Typical ska bands feature guitar, bass, drums, keyboards, and a prominent brass section. (source). Moreover, ska is often divided into three main periods, the first being the traditional Jamaican ska scene of the 50s and 60s (known as the “First Wave”), popular among the Jamaican “rudeboy” subculture (source). The “Second Wave” of ska saw a new variation known as “2 tone”, which became prominent during the genre’s revival in the 1970s. This style of ska became popular in Britain, and was infused with the punk-rock musical style and cultural attitude that was widespread in 70s Britain – this resulted in a genre characterized by more aggressive singing/playing, a faster tempo, and a more “electric” sound. Examples include popular UK groups such as The Specials or Madness. Third Wave Ska formed mainly in North America (particularly the United States) during the 1980s and 90s, and is often categorized as “ska punk”. Examples from this era include more modern groups such as Streetlight Manifesto, Reel Big Fish, and No Doubt.

There’s a lot more to be said about ska’s origins and cultural significance, but I’ll stop the music history lesson here.
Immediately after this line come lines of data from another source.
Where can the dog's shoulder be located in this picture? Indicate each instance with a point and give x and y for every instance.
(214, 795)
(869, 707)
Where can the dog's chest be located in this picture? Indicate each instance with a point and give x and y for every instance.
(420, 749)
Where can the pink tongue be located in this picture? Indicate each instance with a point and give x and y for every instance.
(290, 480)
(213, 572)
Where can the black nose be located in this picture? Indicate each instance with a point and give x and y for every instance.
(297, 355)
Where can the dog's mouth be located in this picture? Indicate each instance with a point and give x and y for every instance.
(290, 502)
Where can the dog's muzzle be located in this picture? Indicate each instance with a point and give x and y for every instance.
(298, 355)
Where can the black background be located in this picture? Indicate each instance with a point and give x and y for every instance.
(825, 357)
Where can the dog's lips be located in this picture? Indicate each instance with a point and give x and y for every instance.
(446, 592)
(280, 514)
Where does “Kapp’n’s Song” come into this? Well, it displays many of the elements just discussed: it has a prominent brass section and the characteristic “skank” rhythm (listen closely to the rhythm guitar – there are sharp, punchy chords played on the upbeat). Stylistically it fits somewhere in the Second or Third Wave due to it’s high energy and slightly more punk-rock sound – it uses electric guitars and a rock drumkit, for example. Personally, I find ska fascinating as a genre, so I think it is pretty cool that Shohei Tsuchiya chose to take the arrangement in this direction. I think this genre was selected because it’s Jamaican origins, as well as it’s bright and upbeat sound, are thematically fitting for the tropical island that the original song is associated with. It’s also worth mentioning that Japan has it’s own sizable ska scene, called “j-ska“.

All in all, this is my favourite of the new batch of Smash arrangements because of how striking it is in so many ways. Experimenting with unique and atypical genres is something I’d love to see more of in Smash. That’s all for now folks! Hopefully it was an interesting read. For further reading on ska, check out some of the links I sourced throughout the post.